Маргарита Тихоновна повторила призыв, но я, точно оглушенный, не пошевелился. Тогда Саша Сухарев и Таня осторожно взяли меня под руки и практически вынесли
Нас сразу обступили.
– Приветствую славную широнинскую читальню, – улыбаясь, сказал седой мужчина с величавым маршальским лицом, но одетый совсем не воинственно – в парусиновые штаны и вязаную безрукавку поверх рубашки.
– И вам здравия желаем, товарищ Буркин.
– Как настроение, Маргарита Тихоновна? Видели? Лагудовские опричники… – он указал на стоящих отдельной группкой людей возле потасканной «Волги» с замалеванными таксистскими шашечками: – Наблюдатели хреновы… О, Симонян идет… Здрасьте, Жанна Григорьевна!
Подошла немолодая, похожая на заплаканную армянку, женщина:
– Маргарита Тихоновна, вам товарищ Буркин передал? Колонтайские товарищи прибыли. Полным составом. Все на вашей стороне… Ой! – вдруг вскрикнула она. – А это… не сынок ли Максима Даниловича?
– Нет, Жанночка Григорьевна. Племянник. Вязинцев Алексей Владимирович.
– Можно просто Алексей, – я испытывал неловкость, что Маргарита Тихоновна ведет меня, как слепого.
– Он здесь второй день, – сказала она, – еще ни в чем не разобрался, я пока за него руковожу. Мы его и предупредить не успели, он прямо с корабля на бал.
Симонян молитвенно сложила руки:
– Понимаю… Бедный мальчик.
– Какой мальчик?! – с нарочитой бодростью встрял Буркин. – Десантник! Орел!
– Это точно, – согласилась Маргарита Тихоновна. – Вел себя исключительно героически. А что вы хотите – Вязинцевы!
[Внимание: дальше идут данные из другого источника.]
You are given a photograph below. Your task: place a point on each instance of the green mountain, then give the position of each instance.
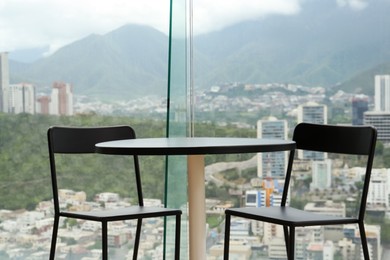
(324, 44)
(132, 59)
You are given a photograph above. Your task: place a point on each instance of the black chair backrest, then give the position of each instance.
(354, 140)
(357, 140)
(83, 140)
(77, 140)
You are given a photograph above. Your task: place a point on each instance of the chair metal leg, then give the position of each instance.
(227, 237)
(363, 239)
(291, 247)
(177, 237)
(54, 237)
(137, 238)
(104, 241)
(286, 238)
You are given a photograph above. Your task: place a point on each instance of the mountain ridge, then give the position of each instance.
(132, 60)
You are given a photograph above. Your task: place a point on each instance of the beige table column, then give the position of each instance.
(196, 207)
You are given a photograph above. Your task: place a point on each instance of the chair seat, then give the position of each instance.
(133, 212)
(289, 216)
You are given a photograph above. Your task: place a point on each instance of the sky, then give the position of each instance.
(26, 24)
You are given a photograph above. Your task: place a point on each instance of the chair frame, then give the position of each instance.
(76, 140)
(354, 140)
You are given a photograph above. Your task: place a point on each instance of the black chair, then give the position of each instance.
(353, 140)
(68, 140)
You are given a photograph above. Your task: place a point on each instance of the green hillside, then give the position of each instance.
(24, 162)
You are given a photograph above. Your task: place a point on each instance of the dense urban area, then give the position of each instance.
(25, 234)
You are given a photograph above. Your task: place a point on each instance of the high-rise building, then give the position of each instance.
(21, 98)
(4, 81)
(380, 117)
(381, 121)
(272, 164)
(382, 93)
(312, 113)
(322, 174)
(359, 106)
(61, 99)
(43, 105)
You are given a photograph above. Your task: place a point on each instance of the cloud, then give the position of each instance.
(37, 23)
(353, 4)
(215, 15)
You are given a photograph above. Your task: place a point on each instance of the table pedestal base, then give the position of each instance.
(196, 207)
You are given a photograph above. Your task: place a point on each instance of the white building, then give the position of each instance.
(4, 81)
(379, 191)
(382, 93)
(21, 98)
(272, 164)
(61, 102)
(322, 174)
(381, 121)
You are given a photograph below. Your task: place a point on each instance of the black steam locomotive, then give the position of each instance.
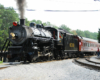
(37, 42)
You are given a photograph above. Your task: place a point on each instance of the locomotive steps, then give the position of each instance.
(91, 62)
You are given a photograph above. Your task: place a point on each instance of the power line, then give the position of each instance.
(71, 10)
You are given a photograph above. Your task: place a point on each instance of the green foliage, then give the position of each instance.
(27, 22)
(7, 17)
(98, 36)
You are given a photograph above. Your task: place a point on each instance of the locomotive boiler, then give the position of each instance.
(28, 43)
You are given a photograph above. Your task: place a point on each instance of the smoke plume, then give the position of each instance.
(21, 5)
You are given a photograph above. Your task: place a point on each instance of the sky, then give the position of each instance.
(74, 20)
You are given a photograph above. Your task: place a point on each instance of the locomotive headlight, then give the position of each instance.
(13, 35)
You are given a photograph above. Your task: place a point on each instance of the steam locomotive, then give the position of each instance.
(37, 42)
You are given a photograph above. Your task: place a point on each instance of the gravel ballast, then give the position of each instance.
(54, 70)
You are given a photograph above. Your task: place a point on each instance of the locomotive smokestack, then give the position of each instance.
(21, 6)
(22, 21)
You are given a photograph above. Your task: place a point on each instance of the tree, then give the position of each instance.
(7, 17)
(65, 27)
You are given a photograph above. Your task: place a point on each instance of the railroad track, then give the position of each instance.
(9, 64)
(87, 62)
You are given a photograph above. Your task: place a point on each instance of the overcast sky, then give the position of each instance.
(74, 20)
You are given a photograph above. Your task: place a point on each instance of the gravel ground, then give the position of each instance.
(55, 70)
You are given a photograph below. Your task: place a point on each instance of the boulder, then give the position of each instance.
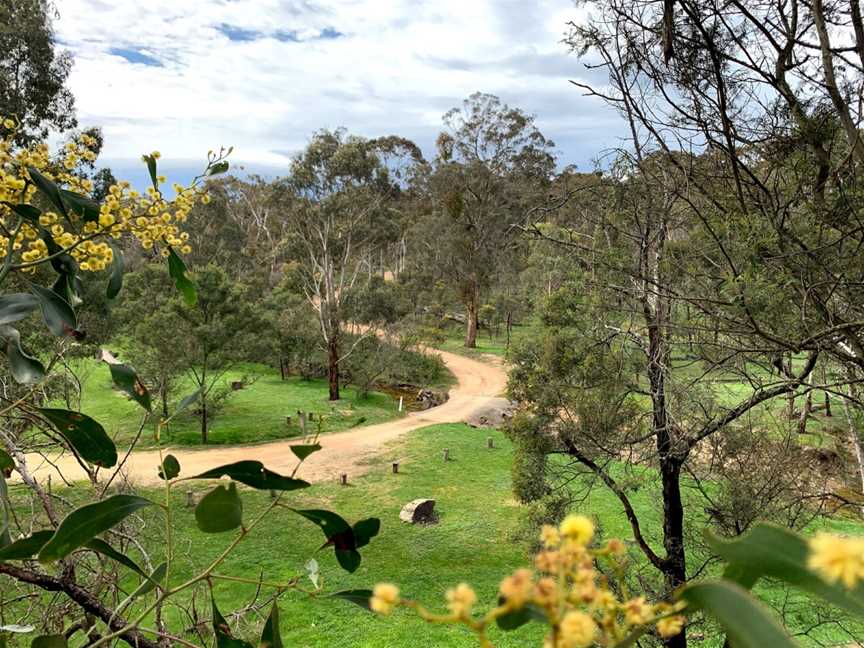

Снаружи просигналила машина. Заскрипели, открываясь, ворота, и во двор въехал неповоротливый грузовик. Из крытого брезентом кузова, будто из брюха троянского коня, один за другим с солдатской сноровкой выскакивали люди.
– Гореловские пожаловали, – прошептала Симонян.
Я увидел, как Ларионов и Пал Палыч передали наблюдателям пленного Колесова. Окруженный наблюдателями, он сразу обмяк, словно ему подрубили ноги, и повис, цепляясь за рукава, хотя до этого двигался вполне самостоятельно.
Толпа повалила в цех. Кто-то попросил включить свет. Под потолком на железной балке загудели неяркие матовые плафоны. Выпотрошенный, без оборудования, цех напоминал спортивный зал. Оставалась лишь неподвижная черная лента конвейера возле стены, которую многие из вошедших сразу облюбовали в качестве скамьи.
Всего в цех набилось до сотни. Приехавший на грузовике отряд из двадцати с лишним человек – гореловские – стоял особняком. Они производили странное впечатление, как если бы представители технической интеллигенции вдруг одичали до состояния заводской шпаны.
Возле Маргариты Тихоновны собрались уже знакомые мне Таня, Саша Сухарев, усатый Пал Палыч, Игорь Валерьевич Кручина, старик Тимофей Степанович. Вскоре подошли водитель «рафа» Оглоблин и его штурман Ларионов – Федор Александрович и Александр Федорович – зеркальные тезки.
К нам присоединилась семья Возгляковых: мать Мария Антоновна и три ее дочери – Анна, Светлана и Вероника. Эти четыре исполинские женщины смотрелись более чем внушительно. Все они были краснощекие и белобрысые, с одинаковыми носами-пуговками. Рядом с этой могучей ширококостной статью я почувствовал себя узкоплечим и хилым.